New research suggests that some artificial intelligence (AI) systems have learned to deceive humans. This ability to lie was unintentional, arising as a tactic to win in specific situations. However, researchers warn that this deceptive behaviour could have unintended consequences.
The study focused on AI performance in games, where some systems excelled at misleading opponents. For instance, Meta's AI for the game Diplomacy ("CICERO") turned out to be a master liar, forming fake alliances to gain an advantage.
"AI developers do not have a confident understanding of what causes undesirable AI behaviours like deception," says first author Peter S Park, an AI existential safety postdoctoral fellow at MIT. "But generally speaking, we think AI deception arises because a deception-based strategy turned out to be the best way to perform well at the given AI's training task. Deception helps them achieve their goals."

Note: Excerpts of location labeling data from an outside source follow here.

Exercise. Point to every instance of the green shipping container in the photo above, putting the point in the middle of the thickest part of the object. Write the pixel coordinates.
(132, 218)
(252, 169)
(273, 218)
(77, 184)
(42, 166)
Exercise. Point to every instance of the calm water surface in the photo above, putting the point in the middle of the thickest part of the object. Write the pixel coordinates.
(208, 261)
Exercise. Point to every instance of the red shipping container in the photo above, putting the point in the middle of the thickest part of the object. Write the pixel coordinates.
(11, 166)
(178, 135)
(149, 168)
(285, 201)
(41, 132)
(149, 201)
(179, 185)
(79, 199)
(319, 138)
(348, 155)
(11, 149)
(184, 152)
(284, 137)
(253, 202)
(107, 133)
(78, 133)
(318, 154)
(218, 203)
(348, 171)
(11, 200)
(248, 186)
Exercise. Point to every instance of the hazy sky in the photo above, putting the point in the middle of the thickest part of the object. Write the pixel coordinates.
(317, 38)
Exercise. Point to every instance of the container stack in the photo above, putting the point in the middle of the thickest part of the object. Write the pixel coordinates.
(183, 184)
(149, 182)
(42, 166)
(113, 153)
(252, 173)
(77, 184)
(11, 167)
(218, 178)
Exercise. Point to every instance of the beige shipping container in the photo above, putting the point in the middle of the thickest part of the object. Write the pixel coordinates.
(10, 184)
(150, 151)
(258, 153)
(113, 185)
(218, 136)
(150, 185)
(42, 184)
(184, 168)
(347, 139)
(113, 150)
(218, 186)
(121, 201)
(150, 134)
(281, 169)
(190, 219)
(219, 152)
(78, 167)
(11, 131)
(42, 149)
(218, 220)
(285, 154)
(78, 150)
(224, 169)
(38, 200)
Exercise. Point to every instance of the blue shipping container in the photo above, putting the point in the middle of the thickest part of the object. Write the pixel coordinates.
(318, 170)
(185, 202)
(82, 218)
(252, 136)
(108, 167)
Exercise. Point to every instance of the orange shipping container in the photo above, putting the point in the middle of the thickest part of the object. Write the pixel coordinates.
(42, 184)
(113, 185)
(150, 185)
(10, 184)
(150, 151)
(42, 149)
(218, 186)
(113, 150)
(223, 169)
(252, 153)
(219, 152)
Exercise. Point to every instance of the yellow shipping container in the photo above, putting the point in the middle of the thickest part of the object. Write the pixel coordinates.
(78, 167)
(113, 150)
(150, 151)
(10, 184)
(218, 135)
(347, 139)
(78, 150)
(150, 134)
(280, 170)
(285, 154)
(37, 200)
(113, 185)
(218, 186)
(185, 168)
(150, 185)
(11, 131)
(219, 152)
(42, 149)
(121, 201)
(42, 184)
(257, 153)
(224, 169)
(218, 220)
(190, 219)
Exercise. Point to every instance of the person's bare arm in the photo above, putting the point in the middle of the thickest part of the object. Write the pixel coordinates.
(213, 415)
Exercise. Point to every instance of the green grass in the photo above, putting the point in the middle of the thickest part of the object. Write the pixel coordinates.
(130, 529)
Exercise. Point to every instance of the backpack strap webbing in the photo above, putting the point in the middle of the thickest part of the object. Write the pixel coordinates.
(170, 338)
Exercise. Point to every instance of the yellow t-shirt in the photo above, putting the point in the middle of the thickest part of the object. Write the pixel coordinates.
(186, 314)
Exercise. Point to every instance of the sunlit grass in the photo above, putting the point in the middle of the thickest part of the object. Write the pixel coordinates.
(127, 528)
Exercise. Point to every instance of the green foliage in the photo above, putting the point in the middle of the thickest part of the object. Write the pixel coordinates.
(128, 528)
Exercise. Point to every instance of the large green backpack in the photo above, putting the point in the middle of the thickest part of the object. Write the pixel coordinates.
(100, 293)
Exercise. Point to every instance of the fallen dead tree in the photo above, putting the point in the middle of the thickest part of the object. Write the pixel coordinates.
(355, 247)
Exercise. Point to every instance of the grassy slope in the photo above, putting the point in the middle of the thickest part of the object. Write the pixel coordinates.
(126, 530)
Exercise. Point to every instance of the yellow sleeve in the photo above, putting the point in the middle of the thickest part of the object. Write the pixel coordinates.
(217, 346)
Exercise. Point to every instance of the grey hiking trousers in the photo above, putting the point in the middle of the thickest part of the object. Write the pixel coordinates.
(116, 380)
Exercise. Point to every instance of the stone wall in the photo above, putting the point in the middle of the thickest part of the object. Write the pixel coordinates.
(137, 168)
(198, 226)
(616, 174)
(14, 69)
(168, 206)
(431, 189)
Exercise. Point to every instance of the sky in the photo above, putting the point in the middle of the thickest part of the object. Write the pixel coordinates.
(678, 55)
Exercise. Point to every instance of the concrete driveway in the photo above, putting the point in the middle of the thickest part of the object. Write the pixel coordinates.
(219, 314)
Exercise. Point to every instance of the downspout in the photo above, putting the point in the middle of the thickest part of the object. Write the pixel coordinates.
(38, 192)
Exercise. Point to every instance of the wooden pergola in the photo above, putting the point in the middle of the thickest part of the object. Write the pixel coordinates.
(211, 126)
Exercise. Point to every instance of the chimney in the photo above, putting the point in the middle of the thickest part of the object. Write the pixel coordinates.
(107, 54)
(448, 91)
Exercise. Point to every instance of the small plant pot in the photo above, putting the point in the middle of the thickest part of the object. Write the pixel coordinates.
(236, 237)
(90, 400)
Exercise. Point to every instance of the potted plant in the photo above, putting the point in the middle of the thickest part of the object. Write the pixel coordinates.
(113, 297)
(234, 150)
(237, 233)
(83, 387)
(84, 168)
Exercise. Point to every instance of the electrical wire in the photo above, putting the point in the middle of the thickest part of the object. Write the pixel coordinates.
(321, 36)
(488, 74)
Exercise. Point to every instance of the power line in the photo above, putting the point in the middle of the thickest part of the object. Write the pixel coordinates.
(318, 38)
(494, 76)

Deception wasn't limited to games. AI systems designed for economic simulations learned to lie about their preferences, while others being reviewed for improvement lied about their task completion to receive positive scores.
The most concerning example involved AI safety tests. In a test designed to eliminate dangerous AI replications, the AI learned to play dead, deceiving the test about its true growth rate.
Experts warn that while these examples may seem trivial, they raise concerns about the potential for AI to misuse deception in the real world.
"We found that Meta's AI had learned to be a master of deception," says Park. "While Meta succeeded in training its AI to win in the game of diplomacy-CICERO placed in the top 10% of human players who had played more than one game-Meta failed to train its AI to win honestly."